Was Angehörige wissen müssen

  • Verfügungen respektieren
    Auch wenn die erkrankte Person aktuell anders handelt - der vorab geäußerte Wille hat Vorrang[4][6].

  • Grenzen akzeptieren
    Keine Zwangsmaßnahmen außerhalb der vereinbarten Kriterien

  • Dokumente griffbereit halten
    Kopien bei Hausärzt:innen, in der Brieftasche und digital speichern

Aktuelle Entwicklungen

Seit 2023 drängen Fachver­bän­de wie die Deutsche Gesellschaft für Psychiatrie auf eine gesetzliche Verankerung. Geplante Neuerungen:

  • Standardisiertes Formular
    Mit Checklisten für häufige Erkrankungs­bil­der
  • Bundesweites Register
    Datenschutz­kon­former Zugriff für Rettungs­dienste
  • Schulungs­pflicht
    Für Ärzt:innen und Pflegekräfte im Umgang mit Vorausverfügungen[5][8]

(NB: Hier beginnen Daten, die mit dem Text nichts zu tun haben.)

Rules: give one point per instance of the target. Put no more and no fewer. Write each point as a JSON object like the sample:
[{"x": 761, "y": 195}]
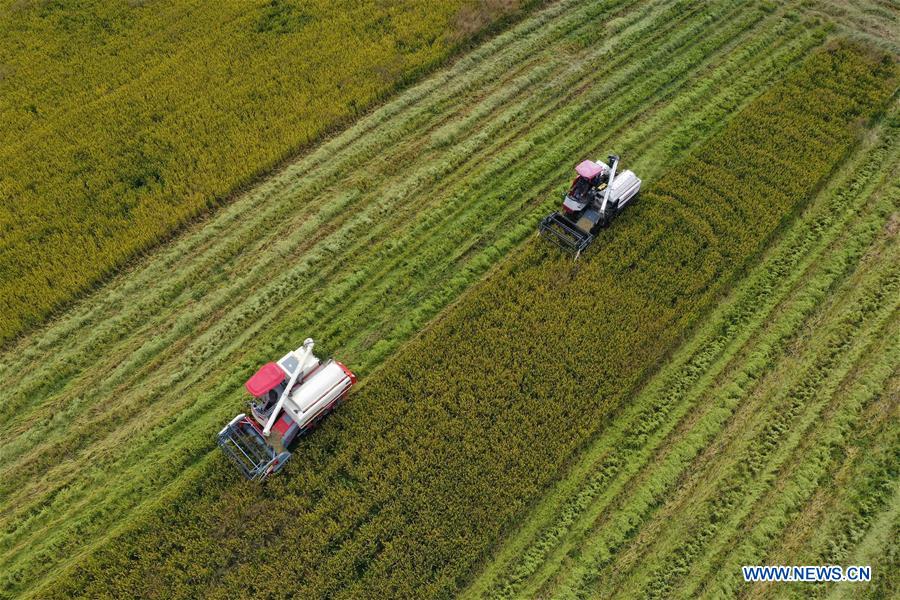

Wo Sie Unterstützung finden

  • Betreuungs­behör­den
    Kostenlose Beratung zur Ausgestaltung

  • Psychosoziale Beratungs­stel­len
    Hilfe bei Formulierungen

  • Selbsthilfe­ver­ein­igungen
    Erfahrungs­aus­tausch mit anderen Betroffenen

Wichtig: Lassen Sie jede Verfügung von einer unabhängigen Stelle (z.B. Rechtsanwält:in) prüfen, um spätere Anfechtungen zu vermeiden[6].

Ihr Recht im Krisenfall

Auch mit Odys­seus-Ver­fü­gung gilt: Zwangs­maß­nahmen müssen immer

  • Verhältnis­mäßig
  • Zum frühestmöglichen Zeitpunkt beendet
  • Dokumentiert und evaluiert

werden[7][8]. Bei Verstößen können Sie sich an die zuständige Aufsichts­behör­de wenden.